Dal gruppo dei Conservatori (Ecr) il grido d’allarme ideologico, sollevato da più europarlamentari, a più riprese: la Convenzione di Istanbul è “strumento di propaganda lgbtq+“, perché definisce il genere come “ruoli, comportamenti, attività e attributi socialmente costruiti che una determinata società considera appropriati per donne e uomini” e perché invita i Paesi aderenti a includere nei programmi scolastici materiali didattici sui “ruoli di genere non stereotipati”. Anche Alessandra Basso, eurodeputata della Lega e del gruppo Identità e Democrazia (Id), ha puntato il dito contro “la volontà di introdurre l’ideologia gender tra le righe” del trattato, e rilancia che nelle scuole “serve insegnare il rispetto che manca soprattutto in determinate culture”.
Scoperchiato il vaso di Pandora: prima il danese Anders Vistisen (Id), poi l’azzurra Isabella Adinolfi (Ppe), hanno colto l’occasione e si sono scagliati contro gli stranieri. “Mai come ora la convenzione è necessaria, perché con l’aumento dell’immigrazione la situazione in Paesi di primo approdo come l’Italia è drammatica”, ha dichiarato Adinolfi prima di elencare gli ultimi casi in cui “un marocchino, un bengalese, un gruppo di africani” si sono resi colpevoli di atti di violenza di genere.
Di tutt’altro tenore le dichiarazioni del mondo progressista europeo, che vede nella giornata di domani la coronazione di un lavoro portato avanti da anni. Ma che da solo non basterà a sconfiggere la violenza contro le donne. Ne sono convinte la vicepresidente del Parlamento europeo, Pina Picierno (Pd) e l’eurodeputata Alessandra Moretti, secondo cui la ratifica della Convenzione dovrà essere accompagnata “da una forte politica culturale che si realizza prima di tutto all’interno delle scuole con l’educazione alla sessualità e alla salute sessuale”.

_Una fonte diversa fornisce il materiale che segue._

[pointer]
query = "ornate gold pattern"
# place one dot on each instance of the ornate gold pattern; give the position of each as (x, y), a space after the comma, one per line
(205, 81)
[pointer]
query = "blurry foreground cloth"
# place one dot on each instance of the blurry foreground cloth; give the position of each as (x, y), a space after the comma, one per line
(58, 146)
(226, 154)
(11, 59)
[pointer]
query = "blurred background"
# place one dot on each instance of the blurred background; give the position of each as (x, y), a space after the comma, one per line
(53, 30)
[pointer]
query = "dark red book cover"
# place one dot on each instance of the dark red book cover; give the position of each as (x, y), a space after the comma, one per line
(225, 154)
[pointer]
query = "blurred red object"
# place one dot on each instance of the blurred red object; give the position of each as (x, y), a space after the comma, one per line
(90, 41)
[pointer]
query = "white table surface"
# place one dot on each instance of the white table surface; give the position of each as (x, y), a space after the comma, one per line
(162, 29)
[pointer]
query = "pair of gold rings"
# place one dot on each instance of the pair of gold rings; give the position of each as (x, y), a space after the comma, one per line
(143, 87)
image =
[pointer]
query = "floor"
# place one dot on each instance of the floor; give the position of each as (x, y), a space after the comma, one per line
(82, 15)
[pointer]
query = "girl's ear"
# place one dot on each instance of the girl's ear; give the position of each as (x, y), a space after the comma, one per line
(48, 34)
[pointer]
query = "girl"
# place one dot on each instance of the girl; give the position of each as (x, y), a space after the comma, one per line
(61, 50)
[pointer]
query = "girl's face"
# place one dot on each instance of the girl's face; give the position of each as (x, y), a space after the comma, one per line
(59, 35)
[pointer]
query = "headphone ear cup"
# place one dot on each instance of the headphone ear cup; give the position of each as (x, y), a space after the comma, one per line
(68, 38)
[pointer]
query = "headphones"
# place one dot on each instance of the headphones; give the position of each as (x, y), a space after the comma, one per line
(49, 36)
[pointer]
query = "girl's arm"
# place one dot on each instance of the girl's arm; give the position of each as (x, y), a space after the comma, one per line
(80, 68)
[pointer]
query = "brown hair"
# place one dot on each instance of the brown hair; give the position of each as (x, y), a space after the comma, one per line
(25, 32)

A chiudere le oltre due ore di dibattito e cercare di trovare una sintesi tra due posizioni agli antipodi, la commissaria Ue per l’Uguaglianza, Helena Dalli: “Ascoltando gli interventi sono ancora più determinata a lavorare duramente su questo tema, c’è bisogno di maggiore dialogo”, ha avvertito la commissaria. Che ha ricordato a chi era ancora presente in aula che sulla violenza sulle donne non c’è spazio per opinioni così distanti, “stiamo parlando di fatti“. Dalli ha concluso chiedendo di sostenere “l’utilizzo pieno di questo strumento (la Convenzione, ndr)“, al fine di “rendere la vita delle donne europee libera dalle violenze”. La coperta è lunga: a febbraio i voti favorevoli erano stati 469, 104 i contrari e 55 gli astenuti. Domani si vedrà se lo è ancora.